Menurut Aris Suwondo ketua panitia penyelesaian masalah pertanahan (P2MP) RW 08 Harapan Baru Desa Sawotratap, perumahan yang ditempati warga ini, sudah ditempati oleh orang tua mereka sejak tahun 1973, ketika masih aktif menjadi anggota TNI AL dan sebagian PNS TNI AL.

Penempatan di perumahan harapan baru itu, sesuai dengan ijin persetujuan membeli tanah atau bangunan sebanyak 190 unit dari Komandan Pangkalan TNI AL V/ Surabaya atau dulu disebut Daeral 4 dan Yayasan sosial Bhumyamca.
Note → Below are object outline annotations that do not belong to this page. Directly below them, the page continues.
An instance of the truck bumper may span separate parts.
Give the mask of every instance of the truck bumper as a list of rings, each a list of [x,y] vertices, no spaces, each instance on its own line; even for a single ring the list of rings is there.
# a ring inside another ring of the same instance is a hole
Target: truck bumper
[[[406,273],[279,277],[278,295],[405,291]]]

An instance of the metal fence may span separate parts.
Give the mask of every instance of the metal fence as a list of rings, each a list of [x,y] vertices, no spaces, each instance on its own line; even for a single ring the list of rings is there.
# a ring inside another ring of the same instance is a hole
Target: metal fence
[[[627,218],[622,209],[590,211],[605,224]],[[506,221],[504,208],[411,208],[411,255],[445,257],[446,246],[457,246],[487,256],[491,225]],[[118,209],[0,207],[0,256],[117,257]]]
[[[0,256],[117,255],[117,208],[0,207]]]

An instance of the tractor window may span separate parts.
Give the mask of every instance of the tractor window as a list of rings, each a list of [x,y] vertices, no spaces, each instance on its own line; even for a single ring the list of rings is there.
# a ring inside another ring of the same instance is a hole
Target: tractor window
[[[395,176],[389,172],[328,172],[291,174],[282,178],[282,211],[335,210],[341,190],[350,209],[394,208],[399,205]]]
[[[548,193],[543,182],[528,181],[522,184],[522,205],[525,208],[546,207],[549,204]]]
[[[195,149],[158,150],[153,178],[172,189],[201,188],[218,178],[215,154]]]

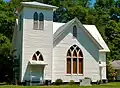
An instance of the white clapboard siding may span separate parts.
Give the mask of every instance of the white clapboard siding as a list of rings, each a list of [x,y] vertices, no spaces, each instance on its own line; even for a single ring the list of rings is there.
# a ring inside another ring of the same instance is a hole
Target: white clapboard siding
[[[28,61],[32,59],[36,51],[40,51],[43,55],[45,63],[48,65],[44,68],[44,78],[51,79],[52,71],[52,44],[53,44],[53,11],[47,9],[27,8],[23,9],[23,47],[22,47],[22,76],[21,81],[24,81],[25,73],[27,72]],[[34,12],[44,14],[44,29],[33,29],[33,14]],[[46,75],[47,74],[47,75]]]
[[[76,24],[76,23],[75,23]],[[77,39],[73,39],[72,24],[64,33],[54,41],[53,48],[53,72],[52,81],[61,78],[64,82],[74,80],[79,82],[79,79],[90,77],[92,80],[99,80],[99,50],[97,46],[89,39],[86,33],[77,24]],[[67,75],[66,74],[66,54],[72,45],[78,45],[83,52],[83,75]]]

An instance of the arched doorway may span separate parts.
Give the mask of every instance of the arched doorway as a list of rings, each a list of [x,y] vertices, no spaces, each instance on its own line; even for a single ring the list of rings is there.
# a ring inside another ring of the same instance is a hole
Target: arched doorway
[[[42,84],[44,81],[44,58],[40,51],[36,51],[30,60],[30,81],[33,84]]]

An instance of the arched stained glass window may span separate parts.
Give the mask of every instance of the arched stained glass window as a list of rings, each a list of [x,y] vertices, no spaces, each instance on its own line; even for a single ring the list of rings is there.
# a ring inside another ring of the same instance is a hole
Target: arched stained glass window
[[[43,13],[39,14],[39,29],[40,30],[44,29],[44,15],[43,15]]]
[[[36,51],[32,57],[32,60],[43,61],[43,56],[39,51]]]
[[[37,12],[34,13],[33,18],[34,18],[33,29],[38,29],[38,13]]]
[[[77,27],[73,26],[73,37],[77,38]]]
[[[67,74],[83,74],[83,54],[77,45],[67,52]]]

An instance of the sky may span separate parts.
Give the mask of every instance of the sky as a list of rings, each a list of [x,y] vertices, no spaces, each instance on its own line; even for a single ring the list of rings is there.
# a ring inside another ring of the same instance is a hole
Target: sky
[[[10,0],[4,0],[5,2],[9,2]]]
[[[9,2],[10,0],[4,0],[5,2]],[[91,0],[91,2],[92,2],[92,6],[93,6],[93,4],[95,3],[95,0]]]

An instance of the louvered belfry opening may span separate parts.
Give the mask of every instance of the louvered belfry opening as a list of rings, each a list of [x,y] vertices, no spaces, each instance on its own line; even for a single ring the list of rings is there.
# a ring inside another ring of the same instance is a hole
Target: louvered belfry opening
[[[83,53],[75,44],[67,52],[67,74],[83,74]]]
[[[36,51],[32,57],[32,60],[43,61],[43,56],[39,51]]]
“Pembelain rumah ini menggunakan sistem angsuran potong gaji langsung melalui Disku Daeral 4 selama 10 tahun. Dengan angsuran pertama dimulai pada tahun 1974 yang dituangkan dalam perjanjian jual beli antara pembeli dengan yayasan dan disahkan oleh Lantamal V,” ujar Aris.

Selanjutnya mulai muncul pesoalan pada tahun 1995, ketika Depertemen Pertahanan dan keamanan cq TNI Al mendaftarkan tanah dan rumah warga rw 08 ini, ke dalam sertifikat hak pakai nomor 5 / Desa Sawotratap.

“Inilah yang menyebabkan warga cemas dan gelisah, karena sudah menunggu lama tidak bisa mendapatkan sertifikat,” ujar Aris lagi.

Pada tahun 2002, terbit surat dari Pangarmatim yang ditujukan
kepada Danlantamal V, yang intinya TNI AL mengakui bahwa status tanah dan bangunan sudah tercatat milik warga.

Tahun 2004, diadakan dengar pendapat antara warga dengan DPRD Sidoarjo dan DPR RI dan muncul rekomendasi agar perumahan harapan baru dihapus sebagai aset Dephankam.

Tanggal 18 Oktober 2011 dilakukan gelar perkara di kantor BPN RI yanh dihadiri utusan BPN RI,Kementrian Pertahanan, kementrian keuangan, utusan panglima TNI, yang intinya tidak berani melepas IKN tersebut tanpa keputusan pengadilan.

“Dari hasil ini akhirnya warga melakukan gugatan class action ke PN Sidoarjo dan menang, dilanjut sidang banding hingga proses tahun 2014 dan warga menang lagi. Sampai turun putusan Mahkamah Agung tahun 2016 yang kembali memenangkan warga hingga tahun 2020 warga meminta eksekusi ke PN,” tambah Indra Gunawan ketua RW 08.

Dari hearing ini, Komisi A DPRD Kabupaten Sidoarjo menyetujui dan segera meminta Badan Pertanahan Kabupaten Sidoarjo, untuk segera melakukan pemecahan hak pakai nomor 5/Desa Sawo Tratap atas nama Departemen Pertahanan dan Keamanan c.q TNI AL.

Dan juga menerbitkan sertifikat hak milik sebanyak 190 bagi warga Perumahan Harapan Baru RT 01 sampai RT 06 RW 08 Kelurahan Sawo Tratap Kecamatan Gedangan Sidoarjo.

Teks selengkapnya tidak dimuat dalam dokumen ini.